Saving Money: not the same as losing weight

April has arrived, and with it we say goodbye to the frigid 65 degree winter days that we experienced here in Redondo Beach. It’s time for me to plant my vegetable garden, and reflect on the close of the first quarter. In fact, I like to look at the first of April, not as a day of foolin’, but a spring renewal. A time to review those New Year resolutions that you made, not to beat yourself up because you didn’t keep all of them (and let’s face it, you probably didn’t), but to start anew.

Of course, losing weight and saving money are two of the most common resolutions. In a previous post, I noted some of the ways in which the two goals are similar. Both can be broken down to the simple math of less food/more activity and spend less/earn more. Both require discipline, good habits and occasional willpower to consistently make good choices. However, despite the similarities, there are some notable differences.

The results of losing weight are visible
Success in losing weight is often visibly evident. It’s not uncommon to hear, “have you been losing weight? You look fabulous!” But saving money is absent any visible evidence. In fact, it’s quite the opposite. Spending, not saving, money is visible. A nicer house, a new car, jewelry, clothes, gadgets. We don’t see each other’s bank statements or investment portfolios, so we make assumptions about the financial well-being of others from external clues. Namely, how we spend money. It’s ironic, because a person driving a new luxury car is often perceived as well off, but a person eating a deep dish pizza isn’t viewed as healthy. Yet, isn’t it basically the same thing? Consumption.

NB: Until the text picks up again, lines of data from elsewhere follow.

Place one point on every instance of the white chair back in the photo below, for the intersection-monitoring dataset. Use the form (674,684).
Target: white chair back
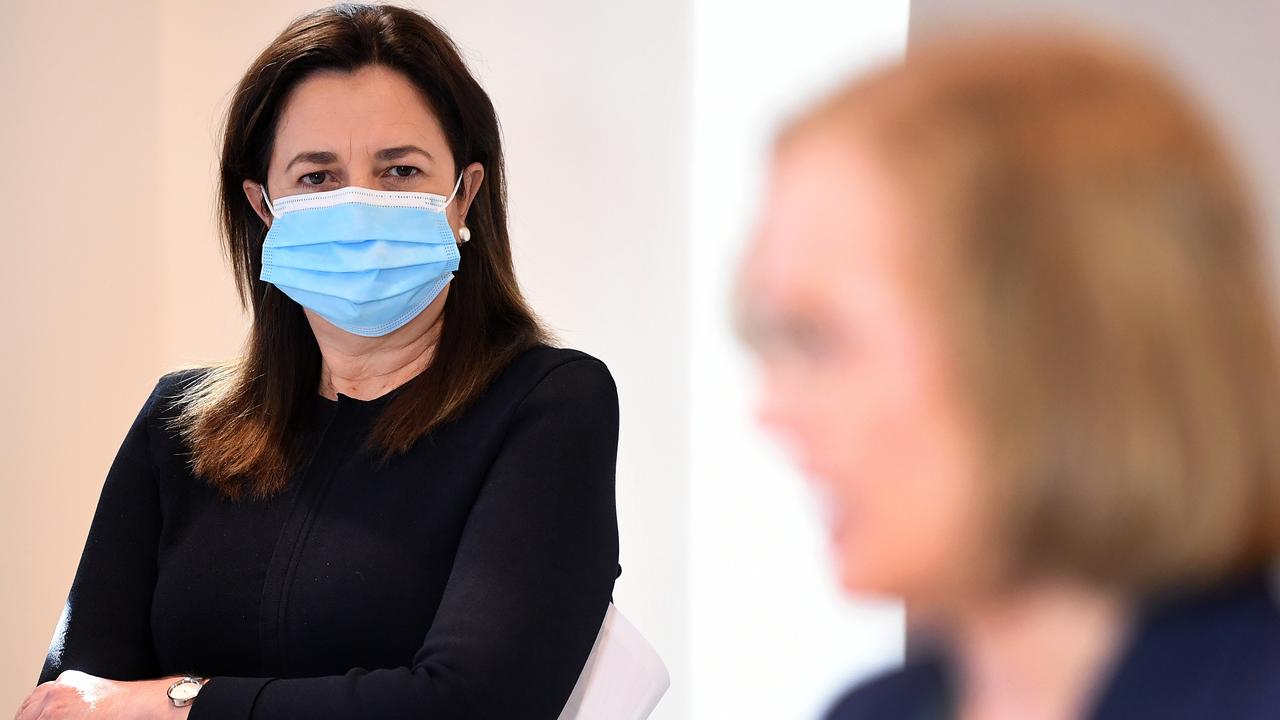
(624,678)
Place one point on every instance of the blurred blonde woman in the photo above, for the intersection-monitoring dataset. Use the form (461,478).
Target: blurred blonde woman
(1013,315)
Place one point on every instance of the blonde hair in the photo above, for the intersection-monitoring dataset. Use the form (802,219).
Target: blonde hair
(1100,274)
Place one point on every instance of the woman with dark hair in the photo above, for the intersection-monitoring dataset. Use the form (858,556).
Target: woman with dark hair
(1013,308)
(398,500)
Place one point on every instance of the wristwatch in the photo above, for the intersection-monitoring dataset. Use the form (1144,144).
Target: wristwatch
(184,691)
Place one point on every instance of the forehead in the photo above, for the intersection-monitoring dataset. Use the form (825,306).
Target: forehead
(370,108)
(831,218)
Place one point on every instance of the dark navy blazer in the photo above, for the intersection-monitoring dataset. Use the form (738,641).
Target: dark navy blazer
(1212,655)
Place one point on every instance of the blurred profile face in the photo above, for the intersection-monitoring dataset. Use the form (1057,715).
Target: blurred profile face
(856,379)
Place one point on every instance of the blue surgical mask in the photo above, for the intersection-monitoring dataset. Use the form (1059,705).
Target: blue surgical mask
(366,260)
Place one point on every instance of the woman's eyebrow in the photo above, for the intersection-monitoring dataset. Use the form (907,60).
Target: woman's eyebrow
(396,153)
(318,156)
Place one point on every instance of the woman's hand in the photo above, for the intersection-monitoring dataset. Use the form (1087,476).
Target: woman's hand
(74,695)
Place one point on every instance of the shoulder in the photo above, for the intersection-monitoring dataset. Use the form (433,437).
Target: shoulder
(905,692)
(544,372)
(1214,652)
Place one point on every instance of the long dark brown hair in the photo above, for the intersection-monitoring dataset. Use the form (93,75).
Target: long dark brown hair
(241,418)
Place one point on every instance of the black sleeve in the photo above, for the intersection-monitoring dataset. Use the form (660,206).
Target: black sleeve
(530,583)
(105,628)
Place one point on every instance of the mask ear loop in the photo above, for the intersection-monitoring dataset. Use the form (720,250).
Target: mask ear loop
(268,200)
(452,195)
(464,233)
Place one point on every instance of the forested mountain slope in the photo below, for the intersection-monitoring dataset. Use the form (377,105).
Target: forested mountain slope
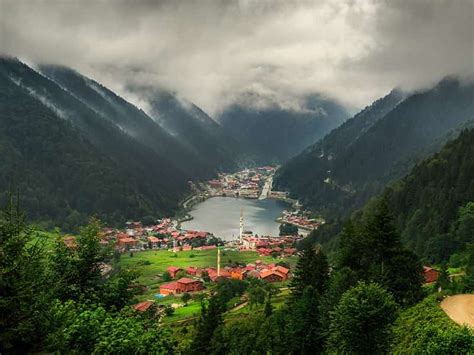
(68,162)
(432,203)
(337,184)
(274,134)
(192,127)
(129,119)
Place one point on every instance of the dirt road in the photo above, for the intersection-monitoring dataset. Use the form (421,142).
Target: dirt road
(460,308)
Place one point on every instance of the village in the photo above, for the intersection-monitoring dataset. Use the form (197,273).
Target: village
(175,262)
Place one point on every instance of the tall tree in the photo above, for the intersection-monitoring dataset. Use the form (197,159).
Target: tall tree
(360,322)
(78,266)
(208,322)
(372,249)
(312,270)
(23,291)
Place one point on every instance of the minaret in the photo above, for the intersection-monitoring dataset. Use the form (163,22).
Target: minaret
(241,225)
(218,261)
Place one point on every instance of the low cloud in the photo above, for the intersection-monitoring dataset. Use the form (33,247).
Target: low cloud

An interesting side effect of weight loss is that it becomes an instant conversation starter, especially with acquaintances whom you haven’t seen in a while. People think little of asking, “how much have you lost? How did you do it?” There is no socially acceptable equivalent for inquiring about other’s financial condition.

Getting your financial life in order might take longer
Have you seen the TV show The Biggest Loser? The contestants arrive on the show morbidly obese. In most cases, a healthy weight requires losing 20-50% of their body weight. It’s the equivalent of someone with credit card debt exceeding their annual salary. Plus student loans and car loans, and no emergency savings or retirement savings.

The show is an extreme example, but through a process of intense supervised exercise, dietary changes and introspection to understand why they got to where they are, a majority of the contestants arrive at the show’s finale just a few months later at or near a healthy weight.

If you find yourself in a dire financial situation, no matter how dramatically you change your spending habits, and even find a way to make some extra income, it’s probably not realistic to expect your finances to make the same dramatic turnaround in a matter of a few months.

Weight tends to find an equilibrium
Through most of human history, you were more likely to suffer from starvation than overeating. However, modern conveniences have flipped the script and for most, the problem today is too much food.

In this tremendous TED Talk, Why Dieting Doesn’t Usually Work, Sandra Aamodt explains that the human body tends to seek an equilibrium. After losing weight, the body’s metabolism slows. This means that given the same level of activity, you will burn fewer calories at a lower body weight than at a higher body weight. In other words, as you approach your goal weight it becomes progressively more difficult to lose those final few pounds.

Saving money works differently. If you are starting in the hole (with debt), you not only have to spend less than you make, but you have to overcome interest expense. As you pay off debt, or build savings, you reduce and eventually eliminate interest costs and begin to build earnings on your savings and investment. Saving money and paying off debt not only builds momentum, but does so at an accelerating rate.